Female soccer players competing on predominantly boys teams can be found throughout Southern Arizona from Benson to Patagonia. So much so that most school squads are no longer dubbed as "the boys team," rather known simply as a co-ed mixture called "the team."
What separates Fiastro and teammate Danielle Theodore from the girls dotting the rosters of soccer squads throughout the state is their ability to dominate games in a starting role.
"We get underestimated a lot," said Fiastro of the roles girls have on a team dominated by boys. "Girls are supposed to play volleyball. We go against that."
A starter in just her second year at Green Fields, Fiastro is adapting well to the demanding position of sweeper, where often she provides the last line of defense between an opponent and the goalie.
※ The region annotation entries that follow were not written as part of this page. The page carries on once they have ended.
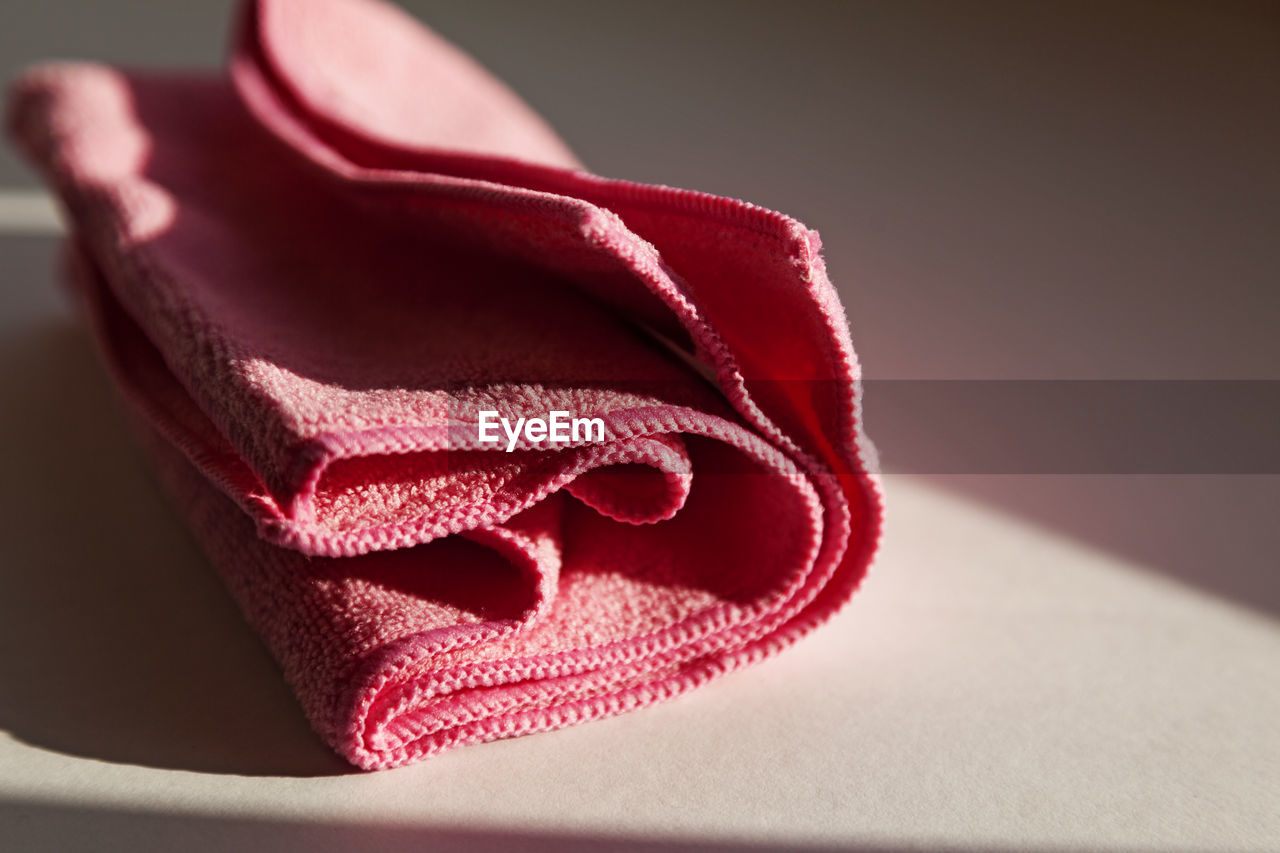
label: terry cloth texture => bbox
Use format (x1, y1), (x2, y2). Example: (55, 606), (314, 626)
(9, 0), (881, 768)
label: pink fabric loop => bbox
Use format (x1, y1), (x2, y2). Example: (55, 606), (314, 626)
(9, 0), (881, 768)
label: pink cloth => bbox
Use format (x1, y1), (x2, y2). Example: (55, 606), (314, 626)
(9, 0), (881, 768)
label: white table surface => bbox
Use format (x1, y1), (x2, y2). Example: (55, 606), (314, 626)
(0, 0), (1280, 850)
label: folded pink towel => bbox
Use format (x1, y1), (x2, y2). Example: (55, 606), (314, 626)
(9, 0), (881, 768)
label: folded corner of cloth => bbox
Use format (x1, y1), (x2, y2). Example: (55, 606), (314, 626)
(8, 0), (882, 768)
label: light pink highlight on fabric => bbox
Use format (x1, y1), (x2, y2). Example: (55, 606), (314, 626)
(9, 0), (882, 768)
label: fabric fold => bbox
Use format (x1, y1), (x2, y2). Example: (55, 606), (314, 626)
(9, 0), (881, 768)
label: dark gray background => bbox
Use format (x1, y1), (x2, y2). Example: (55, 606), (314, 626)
(0, 0), (1280, 849)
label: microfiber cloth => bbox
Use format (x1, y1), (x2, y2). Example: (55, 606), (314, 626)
(8, 0), (882, 768)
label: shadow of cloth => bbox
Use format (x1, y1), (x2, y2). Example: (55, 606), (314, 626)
(0, 313), (351, 776)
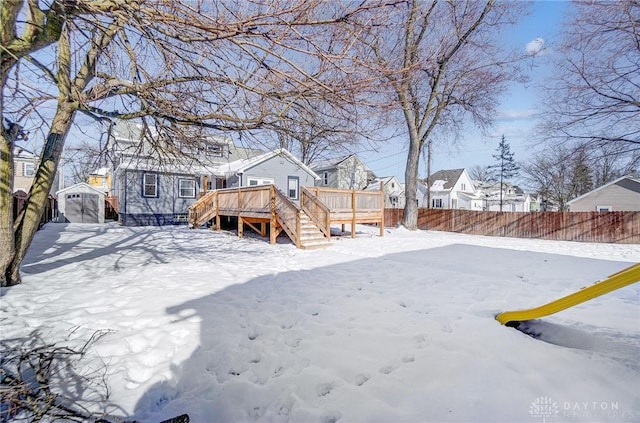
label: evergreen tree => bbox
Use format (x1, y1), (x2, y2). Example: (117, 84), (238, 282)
(489, 135), (520, 211)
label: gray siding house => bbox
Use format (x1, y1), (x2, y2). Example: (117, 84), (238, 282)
(567, 176), (640, 212)
(114, 149), (318, 226)
(217, 148), (320, 201)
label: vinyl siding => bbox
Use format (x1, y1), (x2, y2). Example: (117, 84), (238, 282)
(570, 181), (640, 211)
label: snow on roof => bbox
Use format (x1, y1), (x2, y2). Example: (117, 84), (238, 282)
(118, 159), (223, 176)
(13, 146), (38, 159)
(91, 167), (109, 176)
(567, 175), (640, 204)
(431, 179), (444, 191)
(56, 182), (104, 196)
(219, 148), (320, 179)
(427, 169), (464, 191)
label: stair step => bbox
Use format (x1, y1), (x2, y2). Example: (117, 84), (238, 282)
(301, 238), (332, 250)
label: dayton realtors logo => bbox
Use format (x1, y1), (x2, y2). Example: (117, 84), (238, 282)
(529, 397), (560, 423)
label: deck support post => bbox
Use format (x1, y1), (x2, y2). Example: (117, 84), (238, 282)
(351, 190), (356, 238)
(269, 185), (278, 244)
(380, 191), (385, 236)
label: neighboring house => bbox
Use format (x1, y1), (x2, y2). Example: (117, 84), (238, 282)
(417, 169), (483, 210)
(476, 182), (540, 212)
(13, 147), (39, 193)
(311, 154), (375, 190)
(567, 175), (640, 212)
(111, 122), (318, 226)
(56, 182), (105, 223)
(88, 167), (111, 193)
(366, 176), (405, 209)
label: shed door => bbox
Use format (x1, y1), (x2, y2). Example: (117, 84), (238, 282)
(65, 193), (99, 223)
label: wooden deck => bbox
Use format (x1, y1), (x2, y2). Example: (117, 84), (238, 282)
(189, 185), (384, 248)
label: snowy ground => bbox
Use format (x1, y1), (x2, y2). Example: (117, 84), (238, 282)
(0, 224), (640, 423)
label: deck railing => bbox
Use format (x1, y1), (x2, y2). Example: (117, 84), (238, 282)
(188, 191), (218, 228)
(300, 187), (331, 238)
(189, 185), (384, 242)
(308, 187), (384, 212)
(216, 185), (272, 216)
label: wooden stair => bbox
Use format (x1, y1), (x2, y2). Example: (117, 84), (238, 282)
(300, 210), (331, 249)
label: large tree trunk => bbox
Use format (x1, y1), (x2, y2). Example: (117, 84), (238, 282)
(0, 63), (15, 286)
(5, 101), (75, 286)
(402, 136), (420, 231)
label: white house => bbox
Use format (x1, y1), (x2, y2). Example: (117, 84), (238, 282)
(476, 182), (540, 212)
(417, 169), (483, 210)
(365, 176), (405, 209)
(311, 154), (373, 190)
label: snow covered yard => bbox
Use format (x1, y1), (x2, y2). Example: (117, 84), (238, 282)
(0, 224), (640, 423)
"Sweeper is an important position," said Griffin assistant coach Jorge Guarin. "It's a position where you need to have character and she's doing great."
If ever in need for inspiration during a game, Fiastro doesn't need to look any further than up field to Theodore who can be found grinding it out on the offensive side of the ball.
Theodore, a club soccer player in the off-season, has gotten used to competing against the boys. Last year she estimates scoring between eight and 10 goals for the Griffins.
The problem arises when she goes back to playing against an all-girl club team and carries with her the more aggressive style she adopts while playing versus the boys, said Theodore.
With 20 players on the Green Fields roster, Theodore and Fiastro aren't on the team simply due to the lack of talent at the 2A region school. They aren't even the only girls on the team. Senior Amber Lamana joined the squad this season to give the Griffins three female players.
Girls can be found in other lineups throughout the region but unfortunately that is mostly because those schools lack enough athletes to fill out a roster. Desert Christian High School traditionally has the most girls playing on its soccer team in the region. This year the Eagles are the closest team to have two starting girls that can dominate a game. Desert Christian has six girls on its squad-two juniors, one sophomore and three freshman-but only two can start and that's only if necessary.
Of the eight teams competing in Green Fields Region, each team has at least one girl. A total of 11 girls play in the entire region.
Even with the strides that the United States women's soccer team has made over the past decade in luring girls into playing soccer, having enough female athletes to comprise a girls team is something that is slow to evolve at the smaller schools in Arizona.
"I think most freshman don't come out for the team because they are intimidated about playing on a guy's team," said Fiastro.
The Griffins' trio of girls agrees that it takes quite an adjustment to playing on a team of mostly guys.
"It's tough getting used to some of the things guys say on the field," said Theodore, who admits the crude comments are often not aimed at the girls. The guys may be a bit rough around the edges on the field toward each other but when it comes to defending the girls on their team nothing or no one stands in their way.
When it comes to fitting in with the team, Fiastro, Theodore and Lamana might as well be "one of the guys." Their male teammates at Green Fields embrace the girls simply as teammates.
"You get used to playing with them," said Green Field senior forward Gabe Hostetler. "They are definitely a great addition to our team."
"The guys are real protective of us," said Lamana, a self-described tennis junkie who just began playing soccer this year. Incidents of boys targeting girls on the field are rare, considering most teams now have at least one or two female players, but not obsolete.
"I can see that some of them (opponents) play a little rougher around her," said Liz Wack, mother of Fiastro.
Theodore admits to being knocked down by a guy on several occasions but concedes that it only strengthens her will to succeed against them.
One of her favorite moments came last year after she helped lead the Griffins past a raucous Patagonia team and crowd on the school's senior night.
"It feels a lot better to beat a guy than a girl," she said.